CHICAGO, Ill. — Proposed fuel economy standards for medium- and heavy-duty trucks must be “appropriate, cost-effective and technologically feasible” as well as uniform across the country, Kyle Treadway, chair of the American Truck Dealers told legislators today.
He was speaking at a hearing on the proposed US fuel economy standards that were announced last month. Treadway is president of Kenworth Sales Company in West Valley City, Utah and sells Kenworth and Mitsubishi Fuso trucks.
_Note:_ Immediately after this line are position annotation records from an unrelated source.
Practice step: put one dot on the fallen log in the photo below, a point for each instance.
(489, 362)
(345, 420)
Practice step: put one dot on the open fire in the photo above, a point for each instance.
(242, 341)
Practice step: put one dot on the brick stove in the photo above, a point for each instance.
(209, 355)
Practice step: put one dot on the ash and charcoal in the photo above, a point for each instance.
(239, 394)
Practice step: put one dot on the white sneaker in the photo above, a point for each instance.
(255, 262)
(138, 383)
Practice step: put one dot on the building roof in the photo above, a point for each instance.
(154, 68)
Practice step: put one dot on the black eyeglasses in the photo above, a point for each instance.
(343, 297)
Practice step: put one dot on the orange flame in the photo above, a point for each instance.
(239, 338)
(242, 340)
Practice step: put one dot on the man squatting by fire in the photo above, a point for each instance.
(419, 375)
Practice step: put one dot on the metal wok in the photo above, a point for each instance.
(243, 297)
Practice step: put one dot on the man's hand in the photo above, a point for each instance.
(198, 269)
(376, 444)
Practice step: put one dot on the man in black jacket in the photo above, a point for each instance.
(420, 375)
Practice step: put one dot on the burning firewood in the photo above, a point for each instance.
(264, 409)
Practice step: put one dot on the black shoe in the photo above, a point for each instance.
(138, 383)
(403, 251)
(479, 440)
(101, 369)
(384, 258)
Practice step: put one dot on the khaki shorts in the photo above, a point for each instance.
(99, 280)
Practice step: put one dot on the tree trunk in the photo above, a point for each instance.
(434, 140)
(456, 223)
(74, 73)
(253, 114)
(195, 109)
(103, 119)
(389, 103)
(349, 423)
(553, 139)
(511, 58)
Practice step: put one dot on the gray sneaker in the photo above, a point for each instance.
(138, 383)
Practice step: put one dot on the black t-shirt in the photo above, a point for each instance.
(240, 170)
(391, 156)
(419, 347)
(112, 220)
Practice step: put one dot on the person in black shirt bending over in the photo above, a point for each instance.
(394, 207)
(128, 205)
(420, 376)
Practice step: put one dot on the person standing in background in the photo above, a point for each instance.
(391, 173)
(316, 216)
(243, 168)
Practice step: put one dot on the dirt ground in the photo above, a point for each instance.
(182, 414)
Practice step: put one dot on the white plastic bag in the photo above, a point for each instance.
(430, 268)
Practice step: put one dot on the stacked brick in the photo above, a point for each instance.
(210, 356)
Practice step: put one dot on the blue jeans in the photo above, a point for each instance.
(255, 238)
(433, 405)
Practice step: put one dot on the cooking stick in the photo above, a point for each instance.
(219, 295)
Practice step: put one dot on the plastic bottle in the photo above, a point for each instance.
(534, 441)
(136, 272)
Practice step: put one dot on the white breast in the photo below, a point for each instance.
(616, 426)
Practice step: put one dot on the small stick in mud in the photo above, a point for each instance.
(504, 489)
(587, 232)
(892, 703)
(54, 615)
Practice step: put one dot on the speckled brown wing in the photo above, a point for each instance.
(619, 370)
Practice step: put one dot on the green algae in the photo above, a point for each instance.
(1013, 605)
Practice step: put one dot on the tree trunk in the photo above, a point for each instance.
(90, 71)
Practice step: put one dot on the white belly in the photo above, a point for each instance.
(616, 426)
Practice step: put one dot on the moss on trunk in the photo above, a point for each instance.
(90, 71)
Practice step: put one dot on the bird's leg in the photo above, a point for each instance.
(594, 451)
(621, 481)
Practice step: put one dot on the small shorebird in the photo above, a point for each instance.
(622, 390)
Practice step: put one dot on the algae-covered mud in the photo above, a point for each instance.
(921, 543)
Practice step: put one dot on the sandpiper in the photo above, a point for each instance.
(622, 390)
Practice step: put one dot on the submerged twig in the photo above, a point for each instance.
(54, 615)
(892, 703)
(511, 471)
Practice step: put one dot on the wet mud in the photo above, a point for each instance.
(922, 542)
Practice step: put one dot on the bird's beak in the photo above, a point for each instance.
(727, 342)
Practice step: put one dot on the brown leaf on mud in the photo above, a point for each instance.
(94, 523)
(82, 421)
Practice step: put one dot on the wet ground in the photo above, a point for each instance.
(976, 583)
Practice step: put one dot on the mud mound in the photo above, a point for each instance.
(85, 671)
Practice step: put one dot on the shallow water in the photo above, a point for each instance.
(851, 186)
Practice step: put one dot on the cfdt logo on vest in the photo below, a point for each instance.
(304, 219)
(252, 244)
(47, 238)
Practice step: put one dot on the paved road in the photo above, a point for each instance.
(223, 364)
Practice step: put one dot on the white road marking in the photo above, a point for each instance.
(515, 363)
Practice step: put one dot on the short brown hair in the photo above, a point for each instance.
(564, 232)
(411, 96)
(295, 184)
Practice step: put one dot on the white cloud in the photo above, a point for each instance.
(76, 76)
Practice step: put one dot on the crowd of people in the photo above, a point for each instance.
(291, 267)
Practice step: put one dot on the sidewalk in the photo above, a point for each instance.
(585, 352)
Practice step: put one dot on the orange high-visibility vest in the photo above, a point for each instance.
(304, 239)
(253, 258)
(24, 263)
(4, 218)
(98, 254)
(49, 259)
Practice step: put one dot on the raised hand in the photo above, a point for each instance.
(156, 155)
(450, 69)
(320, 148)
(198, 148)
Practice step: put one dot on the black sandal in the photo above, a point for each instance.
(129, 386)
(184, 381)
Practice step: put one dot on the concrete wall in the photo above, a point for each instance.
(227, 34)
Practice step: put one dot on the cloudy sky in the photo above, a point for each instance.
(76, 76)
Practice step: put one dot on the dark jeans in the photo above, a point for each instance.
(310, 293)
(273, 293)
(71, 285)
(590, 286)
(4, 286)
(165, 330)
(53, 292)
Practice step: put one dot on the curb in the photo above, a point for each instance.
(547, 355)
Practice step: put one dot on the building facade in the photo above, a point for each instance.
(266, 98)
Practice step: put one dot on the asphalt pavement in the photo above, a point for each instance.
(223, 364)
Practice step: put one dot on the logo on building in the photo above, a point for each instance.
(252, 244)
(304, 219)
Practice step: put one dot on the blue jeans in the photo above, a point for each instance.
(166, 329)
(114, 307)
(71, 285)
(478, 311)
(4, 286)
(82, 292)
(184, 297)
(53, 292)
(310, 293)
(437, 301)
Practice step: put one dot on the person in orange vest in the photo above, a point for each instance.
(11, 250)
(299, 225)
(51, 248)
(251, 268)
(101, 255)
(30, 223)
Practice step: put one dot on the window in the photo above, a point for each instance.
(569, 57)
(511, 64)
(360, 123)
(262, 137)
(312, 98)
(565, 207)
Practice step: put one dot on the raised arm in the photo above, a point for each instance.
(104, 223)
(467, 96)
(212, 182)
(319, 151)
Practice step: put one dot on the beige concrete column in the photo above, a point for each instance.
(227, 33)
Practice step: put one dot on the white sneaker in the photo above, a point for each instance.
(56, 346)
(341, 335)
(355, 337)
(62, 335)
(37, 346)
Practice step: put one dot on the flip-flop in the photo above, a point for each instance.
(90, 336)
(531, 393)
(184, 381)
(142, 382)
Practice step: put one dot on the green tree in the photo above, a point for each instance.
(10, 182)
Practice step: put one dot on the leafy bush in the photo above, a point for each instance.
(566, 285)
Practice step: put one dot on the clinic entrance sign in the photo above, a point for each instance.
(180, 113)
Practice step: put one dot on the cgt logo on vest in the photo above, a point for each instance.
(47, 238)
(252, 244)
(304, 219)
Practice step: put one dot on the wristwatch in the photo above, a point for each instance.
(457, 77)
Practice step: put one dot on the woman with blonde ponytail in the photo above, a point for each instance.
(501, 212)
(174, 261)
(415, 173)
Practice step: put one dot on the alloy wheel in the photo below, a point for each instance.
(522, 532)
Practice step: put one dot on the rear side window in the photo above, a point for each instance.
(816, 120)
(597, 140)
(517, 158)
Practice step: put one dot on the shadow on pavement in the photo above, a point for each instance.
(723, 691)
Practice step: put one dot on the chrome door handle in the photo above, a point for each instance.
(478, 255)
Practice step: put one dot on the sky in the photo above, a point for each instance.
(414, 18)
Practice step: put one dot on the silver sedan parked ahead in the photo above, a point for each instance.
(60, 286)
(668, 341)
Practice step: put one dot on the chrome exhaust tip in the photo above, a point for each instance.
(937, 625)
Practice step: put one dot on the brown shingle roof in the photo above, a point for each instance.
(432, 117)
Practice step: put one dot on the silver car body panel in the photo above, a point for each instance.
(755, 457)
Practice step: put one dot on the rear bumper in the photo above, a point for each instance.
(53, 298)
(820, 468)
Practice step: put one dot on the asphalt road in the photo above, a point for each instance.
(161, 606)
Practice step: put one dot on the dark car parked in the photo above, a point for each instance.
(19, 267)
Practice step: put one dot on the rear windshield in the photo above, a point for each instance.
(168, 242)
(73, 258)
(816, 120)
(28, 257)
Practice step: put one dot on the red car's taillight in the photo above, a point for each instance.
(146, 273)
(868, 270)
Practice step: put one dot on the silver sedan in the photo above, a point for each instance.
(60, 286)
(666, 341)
He expressed concern that the US could develop a patchwork of fuel economy mandates from state to state if the feds don’t amend the Energy Policy and Conservation Act to ensure states don’t come out with their own requirements.
“This prohibition of any patchwork of state laws related to fuel economy is critical to dealers like me who sell new vehicles in several states, yet is even more important to our customers, such as for-hire carriers, private companies, public fleets and owner/operators who purchase trucks and engines in every state in the nation,” Treadway said.
He added that if fuel economy mandates for new trucks permit non-identical state rules, it “would impose an untenable burden on the R&D resources, the manufacturing processes and the marketing and distribution systems of new truck and engine manufacturers,” as well as “ordering and stocking nightmares for dealers and their customers.”
Treadway cited California as an example, which already forces operators to run trucks that comply with its own emissions standards that are different than EPA’s. Treadway said some carriers no longer deliver into California while others maintain a more expensive fleet of trucks to make California deliveries. Others, he said, relay freight at the state boundary.
“Each of these choices increases the handling of freight, restricts competition, raises freight rates and ultimately increases fuel consumption per tonne/mile,” said Treadway. “Consequently, there must only be one set of national fuel economy-related standards for new vehicles.”
Treadway also stressed the new standards must be affordable, or customers will simply continue running older equipment.
“My customers have options,” he said. “Instead of choosing to buy new fuel-efficient vehicles, they can instead pay my service and parts operations to help them keep their existing vehicles on the road, up to and including re-building engines or vehicles.”
Lastly, Treadway stressed that new fuel economy standards must not compromise vehicle performance.
“Before my customers lay out the substantial investments necessary to purchase new vehicles, they want to be assured that they won’t be buying performance compromises, such as a decrease in freight hauling capability or an increase in maintenance and repair,” he said. “Especially with engines and other drivetrain components, improving one metric, such as fuel economy, must not diminish other critical performances metrics or result in higher vehicle costs. Otherwise, fuel-efficiency improvements won’t get bought and will fail in the marketplace.”